Sinegal’s casual, folksy appearance masks a strong determination: one that helps keep this chain on the forefront of trends. WalMart may be the powerful locomotive, but Costco may just be the speeding bullet. Or, the atomic bomb…
Sinegal was actually using this term to refer to Costco’s private label program, their juggernaut. Private label now comprises 20% of their SKUs, but their goal is 35%. Sinegal stated that in this quest there is “no room for mistakes.”
According to AC Nielsen, U.S. private label consumer packaged goods accounted for 73.3 billion in dollar sales for the year ended April 2008, up nine percent from the previous year. In an industry where growth of two to three percent is respectable, this is almost indecent.
To Costco, their private label is all about customer service. They hire consultants who work around the clock to deliver the best product options. They run tests constantly, and employ all manner of quality control systems. All this for the roughly 500 products that comprise the Kirkland brand.

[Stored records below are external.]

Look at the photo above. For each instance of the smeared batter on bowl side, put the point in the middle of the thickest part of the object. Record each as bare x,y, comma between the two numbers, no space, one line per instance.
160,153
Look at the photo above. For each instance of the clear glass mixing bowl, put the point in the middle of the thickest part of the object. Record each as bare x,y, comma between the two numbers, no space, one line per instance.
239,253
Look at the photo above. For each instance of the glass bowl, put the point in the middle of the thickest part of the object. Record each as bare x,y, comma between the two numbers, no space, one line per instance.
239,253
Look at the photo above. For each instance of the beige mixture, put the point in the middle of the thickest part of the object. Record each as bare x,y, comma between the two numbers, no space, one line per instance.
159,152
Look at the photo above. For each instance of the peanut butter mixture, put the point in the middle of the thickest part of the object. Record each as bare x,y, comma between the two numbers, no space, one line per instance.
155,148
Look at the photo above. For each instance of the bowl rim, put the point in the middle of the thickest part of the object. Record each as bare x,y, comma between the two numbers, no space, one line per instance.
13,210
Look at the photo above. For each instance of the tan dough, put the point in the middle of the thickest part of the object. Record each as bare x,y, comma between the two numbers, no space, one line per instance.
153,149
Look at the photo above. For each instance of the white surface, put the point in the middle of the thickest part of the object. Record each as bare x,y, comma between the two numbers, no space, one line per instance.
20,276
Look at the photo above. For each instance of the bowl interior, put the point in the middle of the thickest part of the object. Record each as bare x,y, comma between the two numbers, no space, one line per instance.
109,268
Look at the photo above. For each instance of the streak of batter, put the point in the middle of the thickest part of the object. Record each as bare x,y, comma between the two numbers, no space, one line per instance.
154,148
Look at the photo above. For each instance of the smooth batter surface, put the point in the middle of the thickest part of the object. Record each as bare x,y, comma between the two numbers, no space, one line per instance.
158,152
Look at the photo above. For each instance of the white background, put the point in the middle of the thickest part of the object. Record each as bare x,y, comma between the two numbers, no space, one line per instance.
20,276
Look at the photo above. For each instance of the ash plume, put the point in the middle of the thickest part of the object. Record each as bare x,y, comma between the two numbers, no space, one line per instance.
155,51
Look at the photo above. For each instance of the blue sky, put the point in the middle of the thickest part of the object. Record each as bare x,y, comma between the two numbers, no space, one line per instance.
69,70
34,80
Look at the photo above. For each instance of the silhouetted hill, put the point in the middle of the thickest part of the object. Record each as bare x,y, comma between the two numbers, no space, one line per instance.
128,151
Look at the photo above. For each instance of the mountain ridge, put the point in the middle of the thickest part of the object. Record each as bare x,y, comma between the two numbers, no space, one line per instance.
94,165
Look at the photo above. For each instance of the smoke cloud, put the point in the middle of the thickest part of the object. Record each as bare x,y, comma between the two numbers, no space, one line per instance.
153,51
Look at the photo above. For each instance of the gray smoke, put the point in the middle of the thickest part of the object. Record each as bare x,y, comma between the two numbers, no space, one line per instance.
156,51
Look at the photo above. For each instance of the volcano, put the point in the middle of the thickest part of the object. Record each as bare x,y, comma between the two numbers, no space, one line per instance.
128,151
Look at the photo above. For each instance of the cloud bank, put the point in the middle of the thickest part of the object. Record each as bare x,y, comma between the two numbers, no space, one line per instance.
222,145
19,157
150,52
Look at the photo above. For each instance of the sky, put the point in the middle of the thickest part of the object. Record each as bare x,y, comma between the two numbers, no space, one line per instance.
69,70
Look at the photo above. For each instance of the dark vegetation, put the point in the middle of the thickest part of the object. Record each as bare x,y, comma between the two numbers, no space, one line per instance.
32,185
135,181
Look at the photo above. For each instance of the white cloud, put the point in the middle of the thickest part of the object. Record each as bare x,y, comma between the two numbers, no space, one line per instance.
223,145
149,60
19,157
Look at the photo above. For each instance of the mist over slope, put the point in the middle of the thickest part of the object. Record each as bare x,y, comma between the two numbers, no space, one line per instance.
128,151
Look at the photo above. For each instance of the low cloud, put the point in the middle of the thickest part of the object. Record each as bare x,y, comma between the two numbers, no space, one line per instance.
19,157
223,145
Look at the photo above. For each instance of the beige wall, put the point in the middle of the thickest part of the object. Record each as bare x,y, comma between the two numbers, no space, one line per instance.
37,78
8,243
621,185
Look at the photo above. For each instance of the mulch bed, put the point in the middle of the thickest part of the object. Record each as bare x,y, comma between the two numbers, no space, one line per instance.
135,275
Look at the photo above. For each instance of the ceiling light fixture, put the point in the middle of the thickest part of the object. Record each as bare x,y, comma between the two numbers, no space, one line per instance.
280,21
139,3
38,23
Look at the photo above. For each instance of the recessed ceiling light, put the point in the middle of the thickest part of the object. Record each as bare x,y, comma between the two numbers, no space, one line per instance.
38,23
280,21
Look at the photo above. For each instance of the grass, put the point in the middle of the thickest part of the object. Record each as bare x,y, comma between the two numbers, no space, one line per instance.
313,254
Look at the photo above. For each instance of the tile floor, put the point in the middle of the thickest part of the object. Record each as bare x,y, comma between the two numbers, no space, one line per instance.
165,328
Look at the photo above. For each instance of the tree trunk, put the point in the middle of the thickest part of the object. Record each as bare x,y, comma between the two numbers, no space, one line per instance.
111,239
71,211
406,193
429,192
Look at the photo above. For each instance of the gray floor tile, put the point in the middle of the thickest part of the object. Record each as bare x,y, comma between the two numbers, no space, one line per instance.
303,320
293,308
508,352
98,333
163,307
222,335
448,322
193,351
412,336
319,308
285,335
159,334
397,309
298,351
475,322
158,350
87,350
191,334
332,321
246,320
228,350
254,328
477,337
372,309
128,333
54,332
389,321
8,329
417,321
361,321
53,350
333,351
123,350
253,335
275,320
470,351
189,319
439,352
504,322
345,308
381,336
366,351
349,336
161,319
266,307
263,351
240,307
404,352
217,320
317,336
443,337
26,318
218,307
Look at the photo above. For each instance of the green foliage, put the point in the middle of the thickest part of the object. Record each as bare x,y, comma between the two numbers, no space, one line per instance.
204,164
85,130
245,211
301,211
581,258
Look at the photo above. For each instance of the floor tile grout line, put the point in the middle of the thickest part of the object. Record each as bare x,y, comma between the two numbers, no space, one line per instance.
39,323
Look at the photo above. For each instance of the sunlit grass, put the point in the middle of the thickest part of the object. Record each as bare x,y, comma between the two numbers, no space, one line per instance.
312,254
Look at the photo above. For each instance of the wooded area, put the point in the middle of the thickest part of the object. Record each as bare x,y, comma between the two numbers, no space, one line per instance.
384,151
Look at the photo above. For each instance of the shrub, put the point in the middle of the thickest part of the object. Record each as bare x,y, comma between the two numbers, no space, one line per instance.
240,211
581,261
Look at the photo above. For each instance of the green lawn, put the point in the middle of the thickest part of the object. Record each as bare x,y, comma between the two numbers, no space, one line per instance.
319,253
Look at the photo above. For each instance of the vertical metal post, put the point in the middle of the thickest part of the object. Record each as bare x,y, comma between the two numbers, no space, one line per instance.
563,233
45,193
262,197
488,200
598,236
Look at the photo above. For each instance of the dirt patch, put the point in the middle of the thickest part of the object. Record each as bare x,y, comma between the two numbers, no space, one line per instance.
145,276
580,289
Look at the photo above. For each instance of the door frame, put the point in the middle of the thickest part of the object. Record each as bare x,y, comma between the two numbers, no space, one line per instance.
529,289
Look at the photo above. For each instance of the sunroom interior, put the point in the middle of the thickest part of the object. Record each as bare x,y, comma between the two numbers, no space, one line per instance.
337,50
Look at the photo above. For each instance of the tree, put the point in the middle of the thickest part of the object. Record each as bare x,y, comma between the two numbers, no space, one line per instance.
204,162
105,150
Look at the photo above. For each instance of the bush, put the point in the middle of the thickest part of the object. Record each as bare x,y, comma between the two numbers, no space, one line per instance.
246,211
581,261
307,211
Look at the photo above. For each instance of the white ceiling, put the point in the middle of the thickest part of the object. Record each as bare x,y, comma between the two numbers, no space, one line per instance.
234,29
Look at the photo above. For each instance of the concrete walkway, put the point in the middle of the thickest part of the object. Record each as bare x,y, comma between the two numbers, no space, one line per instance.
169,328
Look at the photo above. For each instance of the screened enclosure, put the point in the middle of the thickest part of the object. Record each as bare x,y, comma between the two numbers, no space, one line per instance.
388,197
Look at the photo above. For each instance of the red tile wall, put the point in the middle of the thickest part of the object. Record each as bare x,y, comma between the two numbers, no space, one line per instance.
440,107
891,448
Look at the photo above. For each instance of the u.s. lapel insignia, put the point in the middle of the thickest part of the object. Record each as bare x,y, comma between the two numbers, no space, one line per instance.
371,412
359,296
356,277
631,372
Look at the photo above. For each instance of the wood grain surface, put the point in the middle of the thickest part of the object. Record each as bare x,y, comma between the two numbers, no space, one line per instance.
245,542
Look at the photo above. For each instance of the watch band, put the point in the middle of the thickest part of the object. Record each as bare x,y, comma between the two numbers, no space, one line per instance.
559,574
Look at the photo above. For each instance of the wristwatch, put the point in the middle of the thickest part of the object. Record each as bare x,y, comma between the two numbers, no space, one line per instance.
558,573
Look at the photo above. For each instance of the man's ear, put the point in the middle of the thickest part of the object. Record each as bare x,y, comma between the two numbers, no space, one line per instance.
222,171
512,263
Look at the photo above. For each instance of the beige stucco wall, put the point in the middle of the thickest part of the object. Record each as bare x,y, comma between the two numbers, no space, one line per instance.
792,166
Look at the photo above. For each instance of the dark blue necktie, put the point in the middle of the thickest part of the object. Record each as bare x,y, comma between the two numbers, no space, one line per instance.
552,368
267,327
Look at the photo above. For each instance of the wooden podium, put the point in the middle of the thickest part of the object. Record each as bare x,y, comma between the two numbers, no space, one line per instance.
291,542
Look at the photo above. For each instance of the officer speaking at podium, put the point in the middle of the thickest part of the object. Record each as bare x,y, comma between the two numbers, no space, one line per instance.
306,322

Those of us who shop at Costco have grown to know and love Kirkland. It is all that the old private labels were not. Remember the old ugly, yellow, generic product packaging ?
Store labels were once synonymous with cheap. Now they have become real brands, with all the baggage that a brand implies, including extensions, but most importantly, defensive strategies. Thus, the weapon of choice for Costco: private label. This is bomb that Sinegal is using to blow up the world of retailing as we know it.